Program Director-The Ticket 1050
Asst. Program Director-KNBR 680
| By darth2900 on Monday, March 18, 2002 - 03:02 pm:|
Upon further pressing of Mr. Hammer I got this:
I can't have the A's because of too many conflicts with Raiders and Stanford football in Sept and Oct.
Time for an email campaign if you ask me
Two years ago when i inquired why the A's would not go to The Ticket, i was told is was because of the A's wanting to control their own commercials and radio show.
Darth, perhaps you could e-mail Ken Pries (director of media broadcasting) of the A's and ask the same question. His e-mail is:
| By darth2900 on Monday, March 18, 2002 - 05:52 pm:|
I did and I will post his response here... if I get a response.
| By kevink on Monday, March 18, 2002 - 07:39 pm:|
At least we can be happier this year with our radio station than last year. You can actually get 610 not only in Oakland and SF, but past Sacramento!
The A's marketing has traditionally sucked. Back in the 80's while the Giants were coming up with those slogans that I hated like "you gotta like these kids" and "humm-baby," the A's did nothing (and still out-drew the SF team). Now they basically rely on there ads and their winning team. They could be doing much more, like having management come out and declare that they will do everything possible to keep the A's in Oakland, by signing Rickey which would have added 100,000+ more fans AND helped the team, by providing shuttles from Sac and San Jose to the games to reach out to A's fans in other areas, and by keeping former players around and linking them to the A's great legacy.
I need to work for the A's marketing department.
| By darth2900 on Tuesday, March 19, 2002 - 12:13 pm:|
See, I think we should all take over marketing the A's.

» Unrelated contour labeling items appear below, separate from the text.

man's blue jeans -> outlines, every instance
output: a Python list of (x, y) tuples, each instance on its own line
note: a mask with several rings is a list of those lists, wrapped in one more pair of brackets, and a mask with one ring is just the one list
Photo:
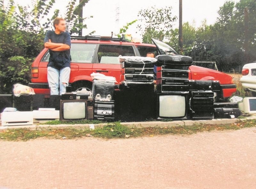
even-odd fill
[(47, 67), (47, 79), (51, 95), (61, 95), (62, 93), (66, 92), (66, 87), (69, 80), (70, 71), (69, 67), (60, 70), (50, 66)]

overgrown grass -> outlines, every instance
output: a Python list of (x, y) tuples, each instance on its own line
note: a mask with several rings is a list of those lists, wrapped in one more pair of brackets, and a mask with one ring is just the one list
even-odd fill
[(59, 125), (60, 124), (70, 124), (74, 125), (76, 124), (99, 124), (105, 123), (101, 121), (98, 120), (83, 120), (73, 121), (63, 121), (60, 120), (54, 120), (54, 121), (49, 121), (44, 123), (40, 123), (41, 125)]
[(63, 128), (39, 128), (36, 130), (26, 128), (11, 129), (0, 132), (0, 139), (26, 141), (39, 137), (49, 139), (71, 139), (93, 136), (108, 139), (128, 138), (141, 136), (152, 137), (159, 135), (190, 134), (198, 132), (213, 130), (240, 129), (256, 126), (256, 119), (240, 120), (233, 124), (221, 125), (194, 124), (172, 127), (157, 127), (145, 128), (129, 128), (120, 122), (107, 124), (93, 130), (87, 128), (66, 127)]

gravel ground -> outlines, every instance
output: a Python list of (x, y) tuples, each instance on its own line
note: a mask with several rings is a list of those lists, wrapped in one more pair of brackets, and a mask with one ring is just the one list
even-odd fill
[(108, 140), (1, 141), (0, 188), (254, 189), (256, 143), (256, 127)]

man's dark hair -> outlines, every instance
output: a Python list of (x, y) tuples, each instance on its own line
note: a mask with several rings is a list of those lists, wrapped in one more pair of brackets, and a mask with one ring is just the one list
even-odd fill
[(60, 20), (65, 20), (63, 19), (62, 18), (60, 18), (59, 17), (57, 17), (56, 18), (55, 18), (54, 20), (53, 20), (53, 27), (54, 27), (54, 29), (55, 29), (55, 25), (56, 24), (58, 25), (60, 23)]

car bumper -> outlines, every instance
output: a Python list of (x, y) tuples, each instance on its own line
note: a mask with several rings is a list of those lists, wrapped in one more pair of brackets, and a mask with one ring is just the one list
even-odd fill
[(236, 91), (236, 86), (235, 84), (221, 85), (220, 87), (222, 89), (222, 97), (224, 98), (230, 97)]
[(240, 79), (240, 81), (244, 88), (251, 90), (256, 90), (256, 78), (243, 77)]
[(50, 97), (50, 89), (48, 83), (30, 83), (28, 86), (33, 88), (36, 94), (44, 94), (45, 98)]

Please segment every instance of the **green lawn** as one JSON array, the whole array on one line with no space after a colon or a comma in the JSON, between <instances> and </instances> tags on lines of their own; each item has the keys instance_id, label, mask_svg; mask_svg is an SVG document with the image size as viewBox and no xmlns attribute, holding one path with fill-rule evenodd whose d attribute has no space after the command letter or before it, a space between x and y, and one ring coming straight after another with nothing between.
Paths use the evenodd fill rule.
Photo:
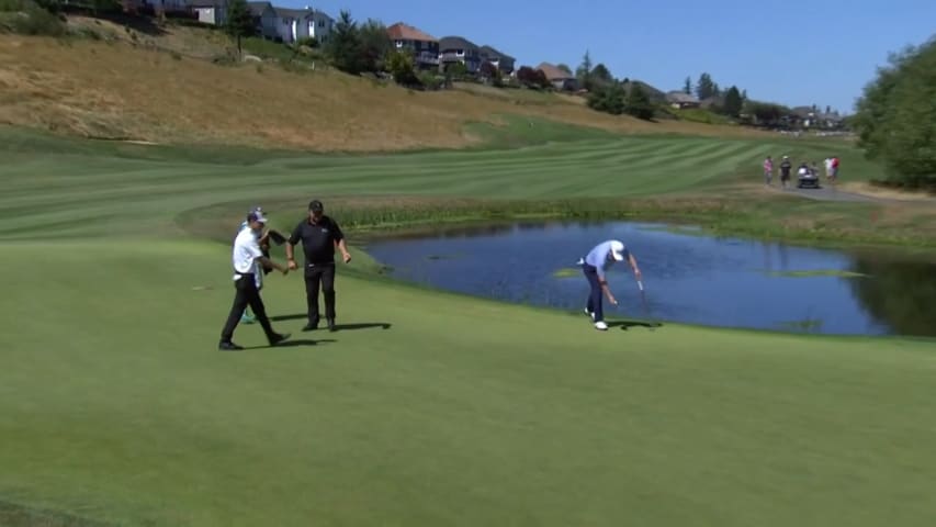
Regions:
<instances>
[{"instance_id":1,"label":"green lawn","mask_svg":"<svg viewBox=\"0 0 936 527\"><path fill-rule=\"evenodd\" d=\"M233 236L245 204L650 197L730 183L789 144L263 159L2 134L0 525L936 517L933 340L599 333L580 314L369 278L356 250L337 292L339 324L358 328L300 333L301 277L270 274L263 295L293 346L240 326L235 340L257 348L216 350L233 285L228 247L208 238ZM187 231L215 210L210 236Z\"/></svg>"}]
</instances>

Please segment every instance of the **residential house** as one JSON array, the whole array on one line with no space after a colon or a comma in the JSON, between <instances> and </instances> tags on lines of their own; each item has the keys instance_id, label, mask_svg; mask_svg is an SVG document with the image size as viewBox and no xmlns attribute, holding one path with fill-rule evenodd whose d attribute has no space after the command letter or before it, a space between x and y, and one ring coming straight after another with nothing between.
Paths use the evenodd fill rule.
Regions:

We obviously have more of a passion for it... ha!
"...and declare that they will do everything possible to keep the A's in Oakland..."
What? You want them to lie to us?
| By darth2900 on Tuesday, March 19, 2002 - 09:32 pm:|
I got a phone call from Ken Pries... can you believe the dude actually called me because my work email has my desk number in the signature... I was kind of floored when my phone rang and there he was. Very nice guy to be totally honest.
He explained that Lee Hammer and him have known each other a long time. I guess what getting the A's on the Ticket really boils down to is KNBR owning the ticket and part of the Giants. Now this isn't exactly what he said but it was along those lines.
| By eyleenn on Tuesday, March 19, 2002 - 09:34 pm:|
No big shock there.
| By bubba69 on Tuesday, March 19, 2002 - 09:46 pm:|
Is this start of a kinder gentler Oakland A's front Office?
I knew KNBR and The Ticket were Giant's shareholders. But have heard from several sources that The Ticket still tried to carry the A's but
it may have been prior to PacBell which could have been when they joined the ownership group.
Ken Pries is indeed a very nice guy. In fact Ken, as David Alioto have been with the A's since the Haas ownership and both are really very easy to talk to...but they have to abide by ownership policies and interests of course...
Did you get to ask Ken about the selling of their own commercials as a reason they are limited in choice of radio station? I know that they left KSFO for that reason. In fact I heard it was KSFO who told the A's they dind't want them anymore.
| By darth2900 on Wednesday, March 20, 2002 - 07:22 am:|
I didn't ask about KSFO, but I think it makes sense that the Ticket wouldn't want to carry the A's since their parent company owns part of the Giants.
He explained to me that he had worked with Lee Hammer long ago to try and get the A's on the ticket. I asked him about the advertising thing and he said that had nothing to do with the A's and Ticket.
| By rono on Wednesday, March 20, 2002 - 08:44 pm:|
It is my understanding from people in the radio business that the A's buy their own radio time and sell their own commercials, because they can't get big companies or radio stations to pay large amounts up front in the form of radio rights. The Giants evidently don't have that problem, but it is a problem for other teams in other markets too. With so many games on TV radio is harder to get big money for in terms of guaranteed contracts so they have to sell it piecemeal. Does anyone else have insight into this matter?